Franc CFA : Outil de domination ou de stabilité monétaire ?
La sortie du franc CFA ne saurait se réduire à une question technique ou juridique.

Franc CFA : Outil de domination ou de stabilité monétaire ?
Créé en 1945, le franc CFA (alors Franc des Colonies Françaises d’Afrique) apparaît d’abord comme une nécessité logistique dans l’empire français

Mais derrière cette naissance technique, se cache une philosophie implicite : celle d’un monde structuré par une hiérarchie entre civilisations. Le système monétaire devient alors un outil d’ordre, une extension du pouvoir colonial, dont l’objectif n’est pas uniquement économique, mais aussi civilisationnel, maintenir les anciennes colonies dans un état de dépendance fonctionnelle.
Cette genèse pose une question fondamentale : peut-on véritablement décoloniser sans rompre avec les instruments de la colonisation ? Ou plus radicalement : le franc CFA peut-il être autre chose qu’un vestige de l’aliénation politique ?
Les défenseurs du CFA invoquent souvent la stabilité : inflation maîtrisée, convertibilité garantie avec l’euro, ancrage dans une zone monétaire solide. Il est vrai que dans un continent marqué par des crises monétaires chroniques, ces éléments séduisent. Mais cette stabilité, à quel prix ?

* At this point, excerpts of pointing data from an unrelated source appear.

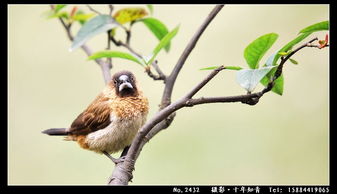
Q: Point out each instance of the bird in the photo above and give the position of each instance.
(112, 120)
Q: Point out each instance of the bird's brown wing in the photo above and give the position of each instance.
(95, 117)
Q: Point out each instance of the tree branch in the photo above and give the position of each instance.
(123, 171)
(170, 80)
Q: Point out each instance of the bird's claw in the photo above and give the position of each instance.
(118, 160)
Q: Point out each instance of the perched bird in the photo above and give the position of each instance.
(112, 120)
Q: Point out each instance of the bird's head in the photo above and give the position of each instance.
(125, 84)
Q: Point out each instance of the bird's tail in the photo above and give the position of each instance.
(55, 131)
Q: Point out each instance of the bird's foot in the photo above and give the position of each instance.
(115, 160)
(118, 160)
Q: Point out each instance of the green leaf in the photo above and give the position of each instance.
(126, 15)
(249, 78)
(289, 45)
(163, 43)
(278, 84)
(157, 28)
(255, 50)
(293, 61)
(283, 53)
(116, 54)
(96, 25)
(316, 27)
(58, 7)
(82, 17)
(150, 7)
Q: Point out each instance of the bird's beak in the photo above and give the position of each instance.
(125, 85)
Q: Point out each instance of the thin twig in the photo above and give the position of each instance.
(166, 99)
(111, 8)
(105, 67)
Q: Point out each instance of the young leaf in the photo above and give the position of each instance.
(293, 61)
(289, 45)
(150, 7)
(209, 68)
(163, 42)
(278, 84)
(249, 78)
(126, 15)
(81, 17)
(157, 28)
(316, 27)
(255, 50)
(58, 7)
(116, 54)
(96, 25)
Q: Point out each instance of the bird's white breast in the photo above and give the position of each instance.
(117, 135)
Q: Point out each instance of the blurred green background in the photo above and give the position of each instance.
(282, 140)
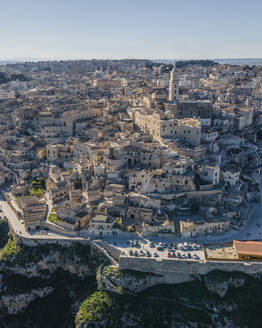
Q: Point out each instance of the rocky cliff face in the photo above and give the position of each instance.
(13, 304)
(221, 287)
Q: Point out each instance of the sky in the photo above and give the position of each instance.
(153, 29)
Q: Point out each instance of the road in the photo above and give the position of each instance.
(252, 230)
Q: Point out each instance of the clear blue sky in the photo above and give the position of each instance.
(64, 29)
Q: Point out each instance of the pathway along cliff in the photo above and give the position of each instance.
(44, 287)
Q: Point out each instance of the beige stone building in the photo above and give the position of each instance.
(161, 126)
(201, 227)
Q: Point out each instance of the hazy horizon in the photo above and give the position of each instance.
(122, 29)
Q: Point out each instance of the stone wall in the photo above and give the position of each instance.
(181, 271)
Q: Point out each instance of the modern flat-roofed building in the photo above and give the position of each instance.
(248, 250)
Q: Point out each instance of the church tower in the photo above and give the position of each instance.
(173, 90)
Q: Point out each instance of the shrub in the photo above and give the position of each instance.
(95, 307)
(10, 249)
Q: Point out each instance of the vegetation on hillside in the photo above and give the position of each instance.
(96, 307)
(11, 249)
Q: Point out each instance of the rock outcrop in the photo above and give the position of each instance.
(13, 304)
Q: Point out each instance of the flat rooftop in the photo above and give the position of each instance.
(220, 252)
(248, 247)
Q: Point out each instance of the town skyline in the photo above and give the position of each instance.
(121, 29)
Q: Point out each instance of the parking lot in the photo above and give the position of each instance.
(161, 250)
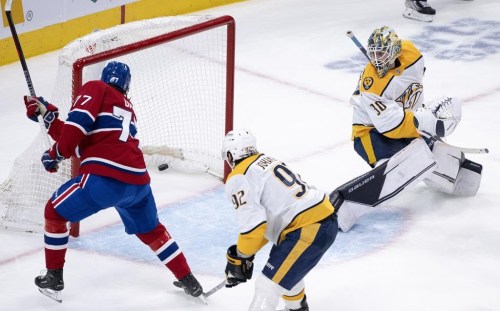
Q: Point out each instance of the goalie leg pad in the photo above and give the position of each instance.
(267, 294)
(406, 168)
(449, 160)
(468, 179)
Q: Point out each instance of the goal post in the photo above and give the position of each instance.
(182, 89)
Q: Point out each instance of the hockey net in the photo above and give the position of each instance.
(182, 89)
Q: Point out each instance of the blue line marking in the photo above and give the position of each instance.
(205, 226)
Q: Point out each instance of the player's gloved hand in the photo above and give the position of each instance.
(36, 106)
(51, 159)
(439, 119)
(238, 269)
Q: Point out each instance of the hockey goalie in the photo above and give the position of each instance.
(398, 135)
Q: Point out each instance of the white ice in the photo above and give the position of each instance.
(295, 72)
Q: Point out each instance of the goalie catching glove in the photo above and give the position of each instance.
(36, 106)
(51, 159)
(238, 269)
(439, 119)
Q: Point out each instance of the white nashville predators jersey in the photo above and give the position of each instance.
(270, 201)
(387, 103)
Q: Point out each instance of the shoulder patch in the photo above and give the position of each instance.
(367, 83)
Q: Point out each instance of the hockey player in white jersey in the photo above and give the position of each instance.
(390, 120)
(274, 205)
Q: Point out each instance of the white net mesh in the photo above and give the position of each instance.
(178, 89)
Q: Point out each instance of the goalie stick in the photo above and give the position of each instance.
(351, 35)
(27, 76)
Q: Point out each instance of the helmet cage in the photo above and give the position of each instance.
(384, 46)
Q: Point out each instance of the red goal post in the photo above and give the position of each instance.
(182, 89)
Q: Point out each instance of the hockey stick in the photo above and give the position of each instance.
(351, 35)
(205, 294)
(215, 289)
(27, 76)
(463, 149)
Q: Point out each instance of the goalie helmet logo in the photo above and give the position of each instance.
(384, 46)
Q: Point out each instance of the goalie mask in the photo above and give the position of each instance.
(384, 46)
(117, 75)
(237, 145)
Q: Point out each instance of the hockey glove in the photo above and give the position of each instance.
(36, 106)
(51, 159)
(238, 269)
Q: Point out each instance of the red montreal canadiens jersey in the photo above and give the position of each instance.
(100, 130)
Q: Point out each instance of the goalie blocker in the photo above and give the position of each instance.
(444, 169)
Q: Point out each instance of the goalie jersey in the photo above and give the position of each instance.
(270, 201)
(386, 104)
(100, 130)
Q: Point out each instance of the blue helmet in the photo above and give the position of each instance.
(118, 75)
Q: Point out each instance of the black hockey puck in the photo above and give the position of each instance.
(162, 167)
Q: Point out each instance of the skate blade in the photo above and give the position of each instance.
(52, 294)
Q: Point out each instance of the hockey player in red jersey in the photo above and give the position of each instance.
(100, 130)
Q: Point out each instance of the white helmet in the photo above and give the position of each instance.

Elle suppose en réalité une dépossession : les réserves des pays utilisateurs sont en partie logées au Trésor français ; les politiques monétaires sont contraintes par des décisions exogènes. La souveraineté devient formelle, jamais substantielle. Est-il acceptable, philosophiquement, qu’un peuple abdique sa capacité à penser sa propre monnaie au nom d’une promesse de stabilité ? N’est-ce pas là le piège du paternalisme monétaire : garantir la paix économique au prix du silence politique ?
La sortie du franc CFA ne saurait se réduire à une question technique ou juridique.
C’est d’abord une émancipation symbolique, un acte qui affirme que l’Afrique a le droit de penser, de créer, de choisir sa propre trajectoire économique.